This is a topic I revisit often in my personal reflection. When I write, I sometimes remember to search my own site to see what else I’ve written on the topic at hand. Lose no time, is exactly as useful to me—hint: incredibly—as when I first wrote it.

I find that things go well once I’m heads-down tinkering away on some specific task. I’ve also learned, but relatively recently in my journey if I’m being honest, to enjoy myself at a relaxed pace in the times leading up to important things; that phone call in an hour, the doctor’s appointment tomorrow morning, etc. In those two cases where it quite clearly could, the urgency demon does not actually come knocking on my door.
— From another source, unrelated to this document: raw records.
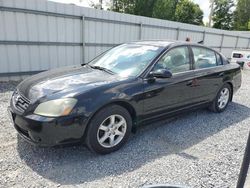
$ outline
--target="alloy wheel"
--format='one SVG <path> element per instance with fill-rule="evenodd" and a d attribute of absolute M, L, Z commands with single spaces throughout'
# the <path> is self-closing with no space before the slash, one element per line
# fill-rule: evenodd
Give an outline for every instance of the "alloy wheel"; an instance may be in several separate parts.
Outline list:
<path fill-rule="evenodd" d="M 127 122 L 121 115 L 115 114 L 107 117 L 97 131 L 98 143 L 111 148 L 119 144 L 127 131 Z"/>
<path fill-rule="evenodd" d="M 228 88 L 223 88 L 220 92 L 220 97 L 218 98 L 218 107 L 220 109 L 225 108 L 229 101 L 230 91 Z"/>

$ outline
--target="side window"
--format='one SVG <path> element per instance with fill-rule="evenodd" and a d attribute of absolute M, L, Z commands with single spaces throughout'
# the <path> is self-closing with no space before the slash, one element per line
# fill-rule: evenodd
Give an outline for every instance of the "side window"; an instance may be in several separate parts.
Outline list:
<path fill-rule="evenodd" d="M 167 52 L 156 64 L 154 70 L 168 69 L 172 73 L 190 70 L 188 47 L 177 47 Z"/>
<path fill-rule="evenodd" d="M 223 65 L 223 61 L 221 59 L 221 56 L 218 53 L 216 53 L 216 59 L 217 59 L 217 65 Z"/>
<path fill-rule="evenodd" d="M 192 47 L 196 69 L 217 66 L 215 52 L 202 47 Z"/>

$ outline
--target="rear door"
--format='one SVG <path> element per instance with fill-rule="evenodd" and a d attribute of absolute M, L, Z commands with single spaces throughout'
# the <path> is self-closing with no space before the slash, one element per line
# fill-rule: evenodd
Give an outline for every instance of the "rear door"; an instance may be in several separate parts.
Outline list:
<path fill-rule="evenodd" d="M 171 78 L 144 79 L 145 115 L 158 116 L 192 104 L 194 78 L 190 49 L 178 46 L 170 49 L 154 65 L 153 70 L 168 69 Z"/>
<path fill-rule="evenodd" d="M 192 46 L 194 75 L 196 84 L 195 102 L 208 102 L 216 96 L 224 77 L 223 61 L 217 52 L 201 47 Z"/>

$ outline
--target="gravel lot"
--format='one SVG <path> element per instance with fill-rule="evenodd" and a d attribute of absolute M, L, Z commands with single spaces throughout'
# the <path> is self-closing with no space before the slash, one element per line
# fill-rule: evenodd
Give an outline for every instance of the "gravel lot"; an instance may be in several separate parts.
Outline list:
<path fill-rule="evenodd" d="M 38 148 L 22 141 L 6 108 L 16 83 L 0 83 L 1 187 L 235 187 L 250 128 L 250 72 L 221 114 L 205 109 L 139 129 L 121 150 Z"/>

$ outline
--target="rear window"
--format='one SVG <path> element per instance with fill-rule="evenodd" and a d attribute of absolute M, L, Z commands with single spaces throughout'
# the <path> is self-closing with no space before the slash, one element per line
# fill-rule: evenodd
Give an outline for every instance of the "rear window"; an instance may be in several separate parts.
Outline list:
<path fill-rule="evenodd" d="M 217 66 L 217 58 L 214 51 L 202 47 L 192 47 L 196 69 Z"/>
<path fill-rule="evenodd" d="M 233 53 L 233 58 L 242 58 L 243 55 L 239 53 Z"/>

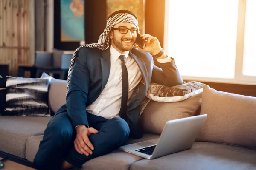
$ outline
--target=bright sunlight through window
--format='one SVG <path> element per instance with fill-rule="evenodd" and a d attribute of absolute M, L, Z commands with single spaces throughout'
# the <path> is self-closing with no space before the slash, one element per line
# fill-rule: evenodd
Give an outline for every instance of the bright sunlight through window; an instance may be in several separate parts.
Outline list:
<path fill-rule="evenodd" d="M 238 0 L 170 0 L 169 3 L 165 50 L 175 59 L 181 75 L 233 78 Z M 255 15 L 256 7 L 251 8 L 251 15 Z M 255 25 L 248 28 L 249 34 Z M 254 34 L 254 38 L 250 35 L 247 40 L 254 43 L 248 43 L 246 51 L 250 54 L 254 50 L 255 54 L 255 48 L 250 48 L 255 46 Z M 250 64 L 251 61 L 248 62 Z"/>
<path fill-rule="evenodd" d="M 247 0 L 243 74 L 256 76 L 256 0 Z"/>

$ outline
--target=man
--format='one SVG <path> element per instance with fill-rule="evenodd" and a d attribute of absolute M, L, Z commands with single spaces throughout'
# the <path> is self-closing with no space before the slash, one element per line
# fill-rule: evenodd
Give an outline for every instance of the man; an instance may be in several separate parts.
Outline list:
<path fill-rule="evenodd" d="M 183 83 L 173 59 L 157 39 L 141 36 L 146 46 L 134 48 L 137 17 L 111 14 L 98 43 L 79 48 L 72 57 L 66 103 L 50 120 L 34 163 L 41 169 L 79 167 L 142 136 L 140 105 L 151 82 L 169 86 Z M 162 69 L 153 64 L 156 55 Z"/>

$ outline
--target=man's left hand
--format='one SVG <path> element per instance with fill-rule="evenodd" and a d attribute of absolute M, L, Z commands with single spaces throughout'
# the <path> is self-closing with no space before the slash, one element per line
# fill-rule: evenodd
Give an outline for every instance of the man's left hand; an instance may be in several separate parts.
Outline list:
<path fill-rule="evenodd" d="M 138 49 L 148 52 L 154 55 L 157 54 L 162 51 L 162 48 L 157 38 L 147 34 L 143 34 L 140 37 L 143 39 L 145 40 L 146 46 L 143 49 L 141 49 L 140 47 L 137 46 L 137 48 Z"/>

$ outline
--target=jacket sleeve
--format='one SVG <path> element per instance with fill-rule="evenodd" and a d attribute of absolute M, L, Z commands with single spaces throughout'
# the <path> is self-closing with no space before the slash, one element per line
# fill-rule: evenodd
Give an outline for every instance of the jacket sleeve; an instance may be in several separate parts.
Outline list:
<path fill-rule="evenodd" d="M 86 48 L 82 48 L 75 61 L 66 96 L 67 113 L 74 128 L 80 125 L 89 125 L 85 104 L 90 78 L 86 60 Z"/>
<path fill-rule="evenodd" d="M 159 62 L 161 68 L 153 66 L 151 82 L 169 87 L 183 84 L 183 80 L 175 64 L 174 59 L 171 58 L 172 59 L 171 62 Z"/>

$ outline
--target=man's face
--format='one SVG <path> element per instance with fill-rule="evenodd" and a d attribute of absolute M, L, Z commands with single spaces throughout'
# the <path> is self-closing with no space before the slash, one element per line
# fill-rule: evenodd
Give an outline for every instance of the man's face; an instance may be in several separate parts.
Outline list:
<path fill-rule="evenodd" d="M 122 23 L 115 25 L 113 28 L 135 28 L 136 26 L 131 23 Z M 109 33 L 109 37 L 112 40 L 111 45 L 120 53 L 124 54 L 131 50 L 135 43 L 137 34 L 132 34 L 130 30 L 126 34 L 120 33 L 119 30 L 112 30 Z"/>

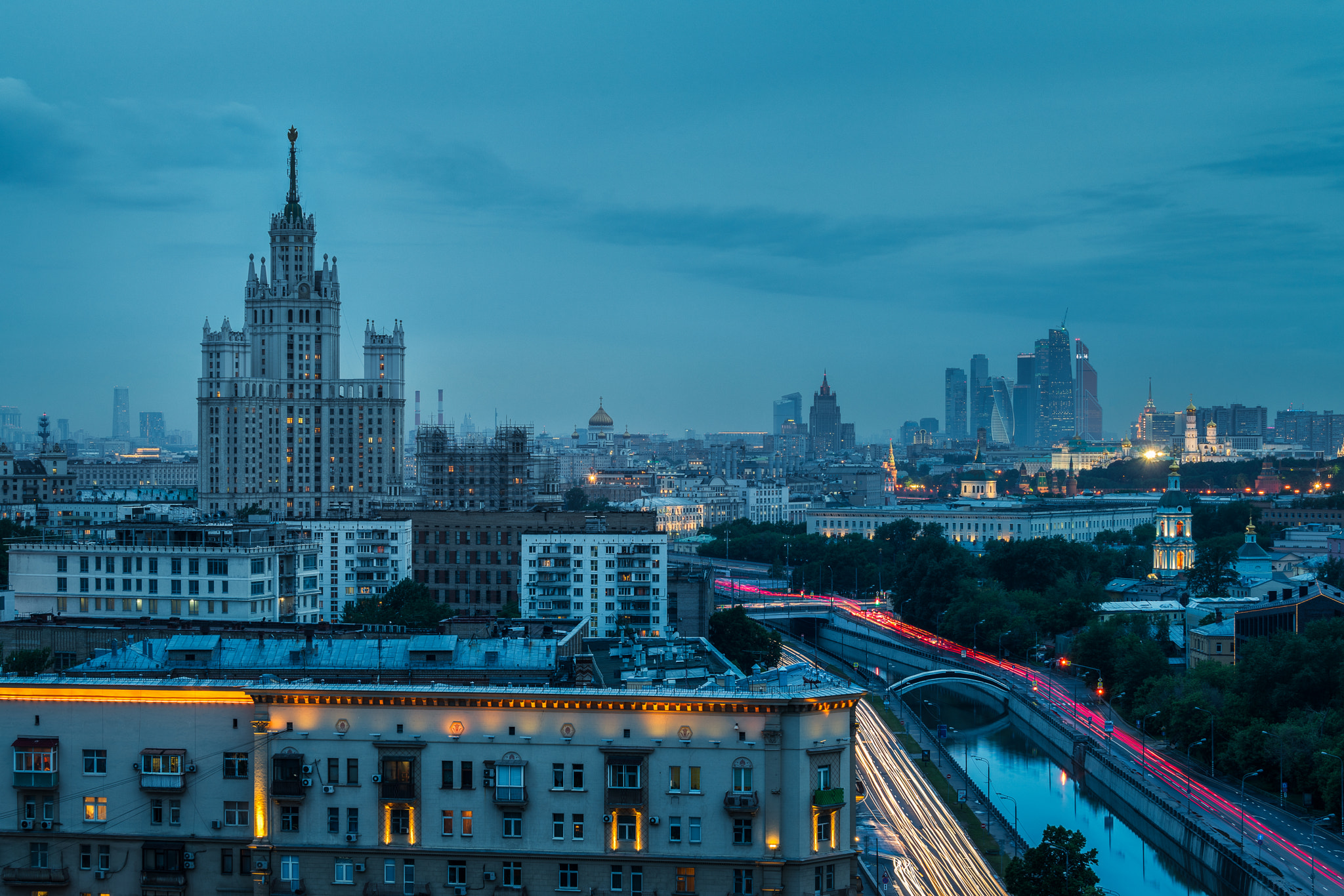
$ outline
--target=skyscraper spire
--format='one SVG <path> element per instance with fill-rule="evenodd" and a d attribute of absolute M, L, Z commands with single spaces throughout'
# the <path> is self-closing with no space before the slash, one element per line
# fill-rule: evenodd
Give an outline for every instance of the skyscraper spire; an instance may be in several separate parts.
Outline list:
<path fill-rule="evenodd" d="M 304 210 L 298 204 L 298 150 L 294 141 L 298 140 L 298 129 L 289 129 L 289 195 L 285 196 L 285 218 L 302 218 Z"/>

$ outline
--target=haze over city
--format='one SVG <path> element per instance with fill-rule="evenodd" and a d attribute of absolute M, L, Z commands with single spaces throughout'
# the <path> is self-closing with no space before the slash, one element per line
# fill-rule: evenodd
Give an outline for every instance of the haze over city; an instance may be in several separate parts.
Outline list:
<path fill-rule="evenodd" d="M 102 434 L 129 386 L 195 429 L 292 125 L 347 353 L 405 321 L 452 419 L 564 433 L 603 396 L 632 431 L 765 430 L 825 369 L 876 438 L 1066 313 L 1107 431 L 1149 376 L 1164 410 L 1331 407 L 1332 7 L 60 9 L 0 28 L 28 427 Z"/>

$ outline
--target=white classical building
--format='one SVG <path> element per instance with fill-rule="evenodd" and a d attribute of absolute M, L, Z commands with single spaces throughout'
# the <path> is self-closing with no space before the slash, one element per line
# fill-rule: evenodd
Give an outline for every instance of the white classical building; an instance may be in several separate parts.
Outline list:
<path fill-rule="evenodd" d="M 364 324 L 364 371 L 340 372 L 336 259 L 316 267 L 316 224 L 289 195 L 270 219 L 270 274 L 247 263 L 242 329 L 206 321 L 196 404 L 206 513 L 261 505 L 285 517 L 363 514 L 401 492 L 406 339 Z"/>

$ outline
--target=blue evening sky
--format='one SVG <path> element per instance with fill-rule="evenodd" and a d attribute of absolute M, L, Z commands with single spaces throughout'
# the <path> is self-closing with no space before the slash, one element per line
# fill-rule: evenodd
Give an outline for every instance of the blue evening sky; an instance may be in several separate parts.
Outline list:
<path fill-rule="evenodd" d="M 7 4 L 0 404 L 195 429 L 285 130 L 347 372 L 567 433 L 766 429 L 823 368 L 860 435 L 1058 325 L 1106 430 L 1344 411 L 1344 8 L 1327 3 Z M 410 407 L 407 406 L 407 411 Z"/>

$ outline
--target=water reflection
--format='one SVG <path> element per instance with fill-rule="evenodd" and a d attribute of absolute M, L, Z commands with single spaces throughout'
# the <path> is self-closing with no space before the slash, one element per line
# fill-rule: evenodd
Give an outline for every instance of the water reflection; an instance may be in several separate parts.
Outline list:
<path fill-rule="evenodd" d="M 937 707 L 925 705 L 923 700 Z M 925 712 L 925 721 L 937 731 L 938 713 L 949 727 L 948 751 L 962 763 L 968 755 L 984 756 L 992 767 L 995 793 L 1017 801 L 1017 826 L 1028 844 L 1039 844 L 1046 825 L 1081 830 L 1087 848 L 1097 850 L 1101 885 L 1117 893 L 1161 893 L 1207 896 L 1165 854 L 1110 814 L 1106 805 L 1086 785 L 1081 785 L 1046 751 L 1032 744 L 1000 713 L 972 700 L 937 693 L 914 695 L 907 712 Z M 962 733 L 965 732 L 965 733 Z M 970 774 L 985 790 L 985 766 L 972 762 Z M 999 811 L 1012 821 L 1011 801 L 989 794 Z"/>

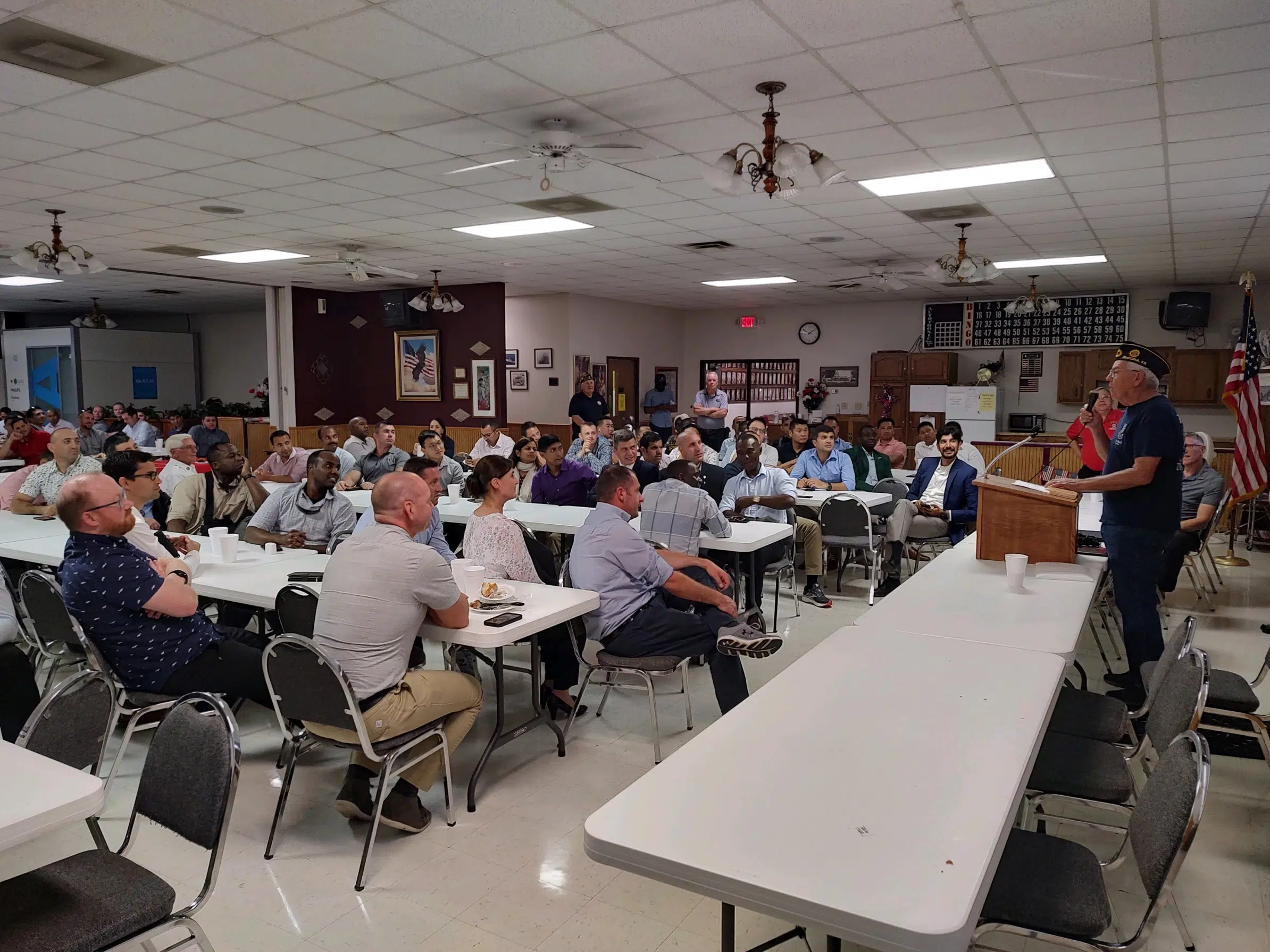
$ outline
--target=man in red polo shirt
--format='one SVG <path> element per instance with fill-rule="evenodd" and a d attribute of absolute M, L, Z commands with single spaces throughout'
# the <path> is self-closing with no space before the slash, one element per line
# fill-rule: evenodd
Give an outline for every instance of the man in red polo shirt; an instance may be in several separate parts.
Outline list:
<path fill-rule="evenodd" d="M 36 466 L 39 456 L 48 449 L 48 435 L 32 426 L 25 416 L 13 416 L 9 435 L 0 443 L 0 459 L 20 458 L 25 466 Z"/>

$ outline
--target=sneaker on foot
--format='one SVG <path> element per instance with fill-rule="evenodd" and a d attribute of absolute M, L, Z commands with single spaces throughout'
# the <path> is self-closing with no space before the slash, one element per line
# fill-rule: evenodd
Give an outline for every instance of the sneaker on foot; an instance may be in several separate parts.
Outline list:
<path fill-rule="evenodd" d="M 371 782 L 364 777 L 345 777 L 344 786 L 335 795 L 335 812 L 349 820 L 370 820 L 375 811 Z"/>
<path fill-rule="evenodd" d="M 800 598 L 817 608 L 829 608 L 833 605 L 833 602 L 829 600 L 829 597 L 824 594 L 824 589 L 819 585 L 808 585 L 803 589 Z"/>
<path fill-rule="evenodd" d="M 423 833 L 432 823 L 432 814 L 419 802 L 419 796 L 408 796 L 389 791 L 384 798 L 384 812 L 380 823 L 403 833 Z"/>
<path fill-rule="evenodd" d="M 733 622 L 719 630 L 715 647 L 721 655 L 744 655 L 745 658 L 767 658 L 780 651 L 785 640 L 780 635 L 767 635 L 744 622 Z"/>

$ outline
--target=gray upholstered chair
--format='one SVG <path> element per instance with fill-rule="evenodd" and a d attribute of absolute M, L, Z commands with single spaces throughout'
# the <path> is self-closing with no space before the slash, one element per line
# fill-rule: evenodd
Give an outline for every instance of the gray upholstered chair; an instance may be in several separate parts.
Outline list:
<path fill-rule="evenodd" d="M 348 678 L 344 677 L 339 664 L 311 638 L 298 635 L 279 635 L 272 638 L 265 645 L 263 664 L 264 680 L 269 685 L 269 697 L 273 698 L 273 712 L 278 717 L 282 736 L 287 739 L 286 773 L 282 777 L 282 790 L 278 791 L 278 806 L 273 811 L 269 839 L 264 847 L 265 859 L 273 859 L 273 842 L 278 833 L 278 823 L 282 820 L 282 811 L 287 806 L 287 796 L 291 793 L 291 781 L 296 776 L 296 760 L 319 743 L 361 750 L 380 764 L 375 814 L 366 830 L 362 862 L 357 867 L 357 881 L 353 886 L 358 892 L 366 886 L 366 864 L 375 847 L 375 834 L 378 831 L 380 815 L 384 812 L 384 798 L 404 770 L 438 750 L 444 765 L 446 825 L 455 825 L 455 786 L 450 774 L 450 749 L 446 744 L 443 717 L 395 737 L 372 741 Z M 345 743 L 318 736 L 309 731 L 305 721 L 347 730 L 357 735 L 357 741 Z"/>
<path fill-rule="evenodd" d="M 1161 910 L 1171 905 L 1186 948 L 1194 949 L 1177 914 L 1173 881 L 1204 815 L 1208 782 L 1208 743 L 1194 731 L 1184 731 L 1161 751 L 1120 849 L 1110 861 L 1101 862 L 1071 840 L 1011 830 L 974 932 L 975 947 L 992 933 L 1010 933 L 1088 952 L 1137 952 L 1151 938 Z M 1119 864 L 1126 847 L 1133 848 L 1147 891 L 1147 911 L 1129 939 L 1102 939 L 1113 925 L 1102 871 Z"/>
<path fill-rule="evenodd" d="M 196 706 L 211 708 L 211 716 Z M 178 946 L 192 942 L 211 952 L 193 916 L 216 889 L 240 758 L 237 724 L 225 702 L 202 693 L 180 698 L 150 743 L 123 845 L 117 853 L 89 849 L 0 882 L 0 947 L 155 948 L 159 935 L 184 929 L 188 938 Z M 173 911 L 177 892 L 165 880 L 127 858 L 138 815 L 208 850 L 202 889 L 182 909 Z"/>
<path fill-rule="evenodd" d="M 565 560 L 564 566 L 560 569 L 560 584 L 566 588 L 573 588 L 573 579 L 569 575 L 569 561 Z M 596 708 L 596 717 L 605 713 L 605 704 L 608 702 L 608 692 L 613 688 L 644 688 L 648 692 L 648 710 L 653 716 L 653 763 L 662 763 L 662 732 L 657 721 L 657 688 L 653 684 L 654 678 L 667 678 L 672 674 L 679 675 L 679 691 L 672 692 L 676 694 L 683 694 L 683 708 L 688 720 L 688 730 L 692 730 L 692 697 L 688 694 L 688 661 L 690 658 L 678 658 L 676 655 L 657 655 L 653 658 L 621 658 L 620 655 L 611 655 L 603 649 L 596 655 L 596 661 L 588 661 L 583 658 L 582 650 L 578 647 L 579 641 L 584 642 L 584 638 L 577 637 L 578 632 L 574 626 L 580 625 L 580 619 L 570 619 L 568 625 L 570 626 L 570 644 L 573 645 L 574 654 L 578 656 L 578 668 L 583 671 L 582 684 L 578 687 L 578 701 L 574 703 L 573 711 L 569 713 L 569 722 L 564 726 L 565 737 L 569 736 L 569 729 L 573 727 L 573 721 L 578 716 L 578 708 L 582 707 L 582 696 L 587 691 L 587 685 L 591 679 L 597 674 L 603 675 L 603 680 L 597 680 L 597 685 L 605 688 L 605 696 L 599 699 L 599 707 Z M 620 678 L 622 675 L 630 678 L 639 678 L 640 683 L 622 682 Z"/>

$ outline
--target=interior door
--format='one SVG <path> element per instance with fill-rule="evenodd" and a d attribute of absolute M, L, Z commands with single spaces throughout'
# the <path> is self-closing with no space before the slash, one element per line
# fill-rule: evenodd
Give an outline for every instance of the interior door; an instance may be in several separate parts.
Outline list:
<path fill-rule="evenodd" d="M 639 426 L 639 358 L 608 358 L 608 413 L 617 429 Z"/>

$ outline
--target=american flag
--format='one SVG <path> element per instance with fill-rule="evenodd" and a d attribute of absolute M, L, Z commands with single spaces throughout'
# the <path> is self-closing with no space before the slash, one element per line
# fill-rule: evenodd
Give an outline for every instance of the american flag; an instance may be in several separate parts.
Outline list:
<path fill-rule="evenodd" d="M 1266 443 L 1261 429 L 1261 397 L 1257 374 L 1261 372 L 1261 348 L 1257 344 L 1257 320 L 1252 307 L 1252 278 L 1245 274 L 1243 326 L 1231 358 L 1231 372 L 1222 388 L 1222 401 L 1234 413 L 1234 465 L 1231 482 L 1234 501 L 1257 495 L 1266 486 Z"/>

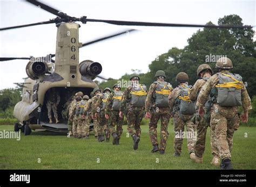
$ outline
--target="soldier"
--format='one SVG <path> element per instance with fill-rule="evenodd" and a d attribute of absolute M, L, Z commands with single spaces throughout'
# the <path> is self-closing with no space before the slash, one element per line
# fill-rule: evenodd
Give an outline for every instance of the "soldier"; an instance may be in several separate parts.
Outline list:
<path fill-rule="evenodd" d="M 85 116 L 83 115 L 83 113 L 89 99 L 89 97 L 87 95 L 84 96 L 78 106 L 79 116 L 77 122 L 77 134 L 78 138 L 85 138 L 86 136 L 86 134 L 85 134 L 83 131 L 84 130 L 84 126 L 85 125 Z"/>
<path fill-rule="evenodd" d="M 182 143 L 185 126 L 186 126 L 187 146 L 190 155 L 194 152 L 196 139 L 194 125 L 191 121 L 195 111 L 194 103 L 189 98 L 190 87 L 188 85 L 188 76 L 184 72 L 180 72 L 176 76 L 176 82 L 179 85 L 169 95 L 169 105 L 172 116 L 173 117 L 173 127 L 175 136 L 173 147 L 174 156 L 181 154 Z"/>
<path fill-rule="evenodd" d="M 49 119 L 49 123 L 52 123 L 52 119 L 51 115 L 51 111 L 53 112 L 54 117 L 56 120 L 56 124 L 59 123 L 58 119 L 58 105 L 60 101 L 60 97 L 59 92 L 57 91 L 55 88 L 52 88 L 50 89 L 48 92 L 48 98 L 46 103 L 46 107 L 48 111 L 48 118 Z"/>
<path fill-rule="evenodd" d="M 213 71 L 209 65 L 203 64 L 198 67 L 197 73 L 199 78 L 196 82 L 196 83 L 190 90 L 190 99 L 193 101 L 197 100 L 201 89 L 211 77 Z M 194 146 L 194 153 L 191 153 L 190 157 L 192 160 L 197 163 L 203 163 L 203 154 L 204 154 L 205 148 L 205 138 L 206 136 L 207 129 L 208 126 L 210 126 L 209 119 L 211 116 L 211 101 L 212 99 L 209 98 L 207 102 L 206 102 L 207 104 L 204 107 L 204 110 L 206 114 L 204 116 L 203 118 L 200 118 L 197 107 L 196 108 L 197 140 L 195 141 Z M 213 159 L 211 163 L 215 166 L 219 166 L 220 159 L 218 156 L 214 133 L 213 131 L 211 131 L 211 145 L 212 147 L 212 153 L 213 155 Z"/>
<path fill-rule="evenodd" d="M 91 97 L 93 96 L 93 94 L 92 92 L 90 94 Z M 88 100 L 88 102 L 85 105 L 84 110 L 83 111 L 83 117 L 85 119 L 84 120 L 85 125 L 83 125 L 83 128 L 82 132 L 84 134 L 84 137 L 83 138 L 87 139 L 89 138 L 90 135 L 90 124 L 92 119 L 91 109 L 92 107 L 92 100 L 91 99 Z"/>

As you’re expecting, I’m going to say that there is a third case where the urgency demon does show up, bites off my head, and dances on my chest: When I’m thinking. A thought drifts through the living room of my mind; “that’s a good point, I should do such-and-so about that.” Another thought arrives on the stoop and rings the bell; “oh, yeah that’s probably important and if I just nip it in the bud…” And another thought slips in with the second thought when I open the front door; “actually, I busted my ass on that and now I’m stuck waiting on…” Those three thoughts, now in my living room, realize it’s a party, they each message three friends, and nine new thoughts arrive; “I thought I had all this stuff under control [you should see my systems!] how are there a dozen of you partying in my house? …who brought music?!” Another thought streaks through unbidden; “hey wait, I totally know I had that sorted out, and you agreed to wear clothing…” The pizza delivery guy arrives to feed all the thoughts. Ride-shares queue up my block to pick up the drunken revelers barfing on my lawn. The cops do a second slow-roll after the third noise complaint. And how is there a bonfire in the yard?!

I eventually panic, and flee to food or distraction.

It’s not quite splitting; I sometimes do that, but knowing what it is makes it pretty easy to avoid. It’s not quite catastrophizing; again, been there, know what that is. I think it’s simply mental overload—in the sense of physical exhaustion combined with some feedback looping. The sure sign, for me at least, is when everything starts to seem urgent. When everything seems urgent, (and none of the things are actually urgent in the way choking or a heart attack are urgent,) that’s a sure sign to call, “bullshit!” and to walk—not run—to something other than thinking. Rather than wait until I panic and flee to negative distractions, I’m working on throwing my hands up much sooner at that party: “Well, this is clearly going to get out of hand. I’m outta’ here.”